Hollins, who has a 4.0 unweighted GPA, has also been offered by North Carolina State, Boston College, Princeton, Columbia, Yale, Marshall and Furman. He plans to major in electrical engineering.

But first he has some more aerial engineering to do for the Vikings.

“Last year was an average year,” Hollins said. “I don’t know how that sounds but my upside is high. I’m not playing anywhere near my peak. I’ve still got a lot of room to grow and be a better field general and be more efficient. God has blessed me with the ability to be a prospect.”

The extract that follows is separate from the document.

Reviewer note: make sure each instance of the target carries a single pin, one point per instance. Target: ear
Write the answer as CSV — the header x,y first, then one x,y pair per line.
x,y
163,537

Golson recognized that immediately.

“The first time I saw him throw, I knew he was a major prospect,” Golson said. “It was his length and arm talent. I didn’t know how smart he was. I didn’t know how much he could handle mentally.”

The images are emblazoned in Golson’s memory.

“I’ve been coaching quarterbacks 15 years,” he said. “I played the position in college. I hadn’t taught him anything yet and his mechanics were almost flawless. He can make all the throws — the deep corner, the deep post, the go. He had barely warmed up and the ball just spun differently out of his hand. I was thinking, ‘I can’t believe this kid is standing here in our school.’”

He is expected to be standing on the Jaguars’ practice field next spring after enrolling early. When he gets there, he expects to compete for the starting job after senior quarterback Carter Bradley graduates.

“Whether I play right away or wait two or three years, I’ve got no problem putting my head down and getting better,” Hollins said. “Whenever that is, I’ll be ready to take over and take control. Coach (Kane Wommack) said the best guy will play, it’s just that simple.”

Golson said Hollins has the tangible skills and intangible fortitude to make an early impact at USA.

“You’re talking about an 18-year-old kid stepping into a team of 22- and 23-year-old guys,” Golson said, “but he’ll step on campus and as intelligent as he is, and the way he can make all the throws, he’ll compete for that job. He’ll find a way to separate himself. … He’s not even close to his ceiling. That’s what’s so exciting.”

Golson said Hollins’ footwork needs to improve but that’s not unusual.

“It’s always one of the things you’re always trying to perfect,” Golson said. “Even the best quarterbacks in the world are always trying to work on it.”

Those, of course, include quarterbacks in the NFL, which Golson believes could be Hollins’ ultimate destination.

“One-hundred percent,” Golson said. “You go back to his length and athleticism, that projects him to that level. He has that type frame. He has the work ethic and will go the extra mile. A lot will also depend on if he is a three-year or four-year starter. You start one year and it’s harder. The experience factor is big.”

Hollins’ experience will also be prominent this season as he tries to lead MGM farther than it’s ever gone with a deep playoff run.

“My kind of game before was to rely on guys getting open and depend on feel,” Hollins said. “I didn’t understand coverages and how to attack that. Now I have a better understanding of how defenses play us.”

That includes being given latitude to adjust plays.

“We don’t change a lot of plays in our system — we go so fast, we just don’t do it — but I have given him more responsibility with certain receivers to change a route,” Golson said. “We let them sight adjust. We give him a lot of different options within a play and he has to make the right decision and read it postsnap.”

Pregame and postgame, Hollins said Golson has done more than make him a better quarterback.

“He’s been crucial, a major help, but it goes further than games,” Hollins said. “People forget we are kids. They put us up on a pedestal but we are kids. Coach saw I needed help as a kid. He’s been a major help to me personally and on the field.”

Golson said Hollins’ natural leadership is a beautiful complement to his talent.

“He’s truly a special person, a special leader,” Golson said. “It wouldn’t matter what group of people he is with, he would make the people around him better and that’s what a leader does.”